For half the city to go into captivity, as this verse prophesies, it means that the whole city had to first come under the rule of the Jews in this end time. This is a prophecy that says there would be a Jewish state in the latter days and that it would have control over the entire city. Then, right before the Great Tribulation, the Day of the Lord and the return of Jesus Christ, God says that this city will be divided—and all of it is according to God’s plan.

This city really does stir up passion—and a lot of hatred and anger as well. Man has his plans for the city of Jerusalem, but they will all come to naught. God’s plans are absolutely sure. They will happen. And God has quite a plan and purpose for this city!

In Zechariah—The Sign of Christ’s Imminent Return, my father writes, “… God begins to gather all nations, beginning with half of Jerusalem falling to the Arabs. That event triggers a series of events that lead to Christ’s battle in Jerusalem!

This prophecy in Zechariah 14 is about God gathering all nations to Jerusalem for the return of Jesus Christ! “Then shall the Lord go forth, and fight against those nations, as when he fought in the day of battle. And his feet shall stand in that day upon the mount of Olives, which is before Jerusalem on the east, and the mount of Olives shall cleave in the midst thereof toward the east and toward the west …” (verses 3-4).

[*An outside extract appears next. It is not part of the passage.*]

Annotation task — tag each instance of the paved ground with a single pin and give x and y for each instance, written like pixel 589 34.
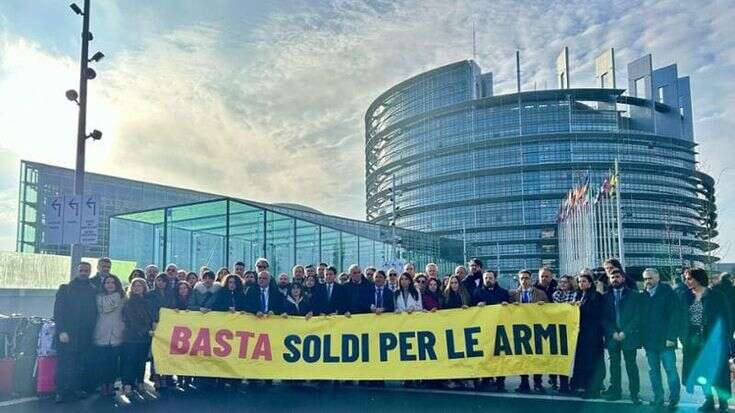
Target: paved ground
pixel 344 399
pixel 282 397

We have been to Jerusalem several times over the years. Herbert W. Armstrong College students have been a part of archaeological excavations in the City of David and on the Ophel—and directly east of that excavation area is the Mount of Olives. This is the mountain that Jesus Christ traversed, and the one to which He will return very soon!

“All the land shall be turned as a plain from Geba to Rimmon south of Jerusalem: and it shall be lifted up, and inhabited in her place, from Benjamin’s gate unto the place of the first gate, unto the corner gate …” (verse 10). As Lange’s Commentary on the Holy Scriptures says, “The whole land is to be leveled to a plain in order that Jerusalem may be elevated ….” This is God’s plan for the city!

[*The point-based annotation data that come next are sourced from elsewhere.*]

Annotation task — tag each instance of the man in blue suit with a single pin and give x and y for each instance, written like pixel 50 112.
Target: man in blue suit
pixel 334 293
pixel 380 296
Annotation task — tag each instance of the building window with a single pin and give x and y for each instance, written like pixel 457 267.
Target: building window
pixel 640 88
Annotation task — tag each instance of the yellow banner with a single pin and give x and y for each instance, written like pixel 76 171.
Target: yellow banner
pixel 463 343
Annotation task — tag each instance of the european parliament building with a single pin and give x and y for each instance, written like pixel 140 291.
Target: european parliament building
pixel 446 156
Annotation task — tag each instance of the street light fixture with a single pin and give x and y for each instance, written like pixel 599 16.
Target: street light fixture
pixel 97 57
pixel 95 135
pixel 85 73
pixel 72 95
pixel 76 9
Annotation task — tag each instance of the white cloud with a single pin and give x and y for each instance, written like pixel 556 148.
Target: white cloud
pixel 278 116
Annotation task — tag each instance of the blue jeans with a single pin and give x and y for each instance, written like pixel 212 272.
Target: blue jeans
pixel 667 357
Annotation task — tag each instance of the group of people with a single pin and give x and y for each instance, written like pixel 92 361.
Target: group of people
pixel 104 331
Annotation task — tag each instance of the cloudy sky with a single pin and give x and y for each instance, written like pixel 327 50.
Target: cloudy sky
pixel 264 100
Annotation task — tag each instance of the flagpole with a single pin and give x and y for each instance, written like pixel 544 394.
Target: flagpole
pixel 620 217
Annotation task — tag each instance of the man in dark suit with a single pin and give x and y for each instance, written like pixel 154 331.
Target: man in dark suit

“Cry yet, saying, Thus saith the Lord of hosts; My cities through prosperity shall yet be spread abroad; and the Lord shall yet comfort Zion, and shall yet choose Jerusalem” (Zechariah 1:17).

God will yet choose Jerusalem! That is in the near future, and that is when Jerusalem truly will bring comfort and peace to this world. “And the Lord shall inherit Judah his portion in the holy land, and shall choose Jerusalem again” (Zechariah 2:12).

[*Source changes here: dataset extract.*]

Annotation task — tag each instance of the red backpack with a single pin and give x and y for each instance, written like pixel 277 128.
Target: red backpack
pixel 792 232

God is going to choose Jerusalem, and He wants to put Jerusalem on display. It is God’s headquarters city! That is the city from which Jesus Christ will rule. He is coming back, as Revelation 19:16 says, as “King of kings and Lord of lords,” and Jerusalem will be His city. Jerusalem will finally be a city of peace once God’s government is established.

God’s plan requires dramatic miracles so that Jerusalem may be exalted above all other cities on Earth. He is going to change the topography of the region. He’s going to lower some portions and then raise Mount Zion so that the city of Jerusalem may shine forth as an example for the entire world to see!

“And it shall come to pass in the last days, that the mountain of the Lord’s house shall be established in the top of the mountains, and shall be exalted above the hills; and all nations shall flow unto it” (Isaiah 2:2). God will exalt this holy city in the World Tomorrow. It will shine forth, just as Jesus Christ admonishes His people to do in Matthew 5:16. No wonder Jerusalem is mentioned more than 800 times in Scripture. No wonder it factors into so many end-time prophecies. It is going to be the seat of God’s government for all eternity!